Camelot International > Royal Palace
The Order of the Bath
Great Master: The Prince of Wales
Three classes with Military and Civil Divisions
Knights or Dames Grand Cross (G.C.B)
Knights or Dames Commanders (K.C.B.or D.C.B.)
In medieval times bathing was regarded as symbolic rather than sanitary. Queen Isabella of Spain for example, is thought to have taken only one bath in her entire life, that being on the night before her wedding. Other stories tell of candidates for knighthood, who apparently 'stank so abominably', the Sovereign was quite unable to get within reach to perform the Ceremony.
This may well have led to the Order of the Bath not normally being conferred upon candidates until they had been properly prepared for their Investiture.
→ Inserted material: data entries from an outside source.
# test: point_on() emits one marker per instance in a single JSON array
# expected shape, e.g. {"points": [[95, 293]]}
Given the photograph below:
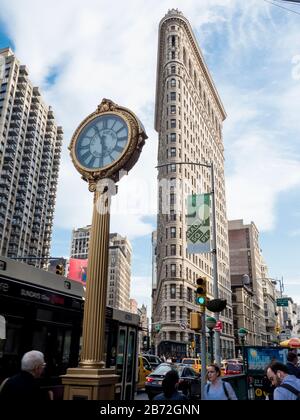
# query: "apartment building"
{"points": [[30, 149], [246, 260]]}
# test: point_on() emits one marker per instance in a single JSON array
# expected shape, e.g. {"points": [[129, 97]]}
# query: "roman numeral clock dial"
{"points": [[102, 142], [107, 141]]}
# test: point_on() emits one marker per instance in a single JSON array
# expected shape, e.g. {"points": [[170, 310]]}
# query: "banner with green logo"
{"points": [[198, 224]]}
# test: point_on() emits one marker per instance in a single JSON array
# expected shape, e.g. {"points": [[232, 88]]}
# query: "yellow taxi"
{"points": [[144, 369], [194, 363]]}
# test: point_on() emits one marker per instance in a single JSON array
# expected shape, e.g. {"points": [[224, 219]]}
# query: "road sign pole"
{"points": [[203, 353]]}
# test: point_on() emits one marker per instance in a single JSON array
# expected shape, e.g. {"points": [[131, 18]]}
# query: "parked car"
{"points": [[189, 380], [193, 363], [144, 368], [233, 368], [153, 360]]}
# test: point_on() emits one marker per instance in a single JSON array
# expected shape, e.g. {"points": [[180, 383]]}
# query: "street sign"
{"points": [[285, 335], [157, 328], [219, 326], [282, 302]]}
The inner soul was purified by fasting, vigils and prayer and the body cleansed by bathing. It was a strictly Military Order which eventually fell into disuse.
King George I revived the Order in 1725 as a Military Order of Knighthood with one class and one division. In January 1815, the Prince Regent (later George IV) found it necessary to reward many distinguished Army and Naval Officers at the close of the Napoleonic Wars and enlarged membership of the Order by creating an extra Division. This was not greeted with great enthusiasm by existing members who saw the enlargement as reducing the Order's value. Some even refused to wear their insignia, except in the presence of the Sovereign.
In 1815, the opportunity was formally taken to abolish the rites of bathing, vigils and other preparations for installation to the Order, although in practice these had not been followed since the reign of Charles II. The Order became open to women in 1971.
Henry VII's Chapel in Westminster Abbey is associated with the Order and thirty-four of the most senior Knights Grand Cross are allotted stalls here. These Knights are entitled to have their Banners, Crests and Stall Plates affixed above their stalls. When a stall becomes vacant through death, it is offered to the next senior Grand Cross.
Inclusion in the Military Division, regarded as the highest class of British military honour obtainable, is governed by rank. Former members have included such illustrious leaders as Lord Clive, Lord Nelson, the Duke of Wellington, Field Marshal Earl Kitchener, Field Marshal Earl Haig and Admiral of the Fleet Earl Beatty.
Admission to the Civil Division is through personal services rendered to the Crown or the performance of public duties which merit Royal favour. Numbers in each class are normally limited but may be increased in the event of war or other special circumstances. Foreigners can be admitted as Honorary Members on recommendation by the Foreign and Commonwealth Office.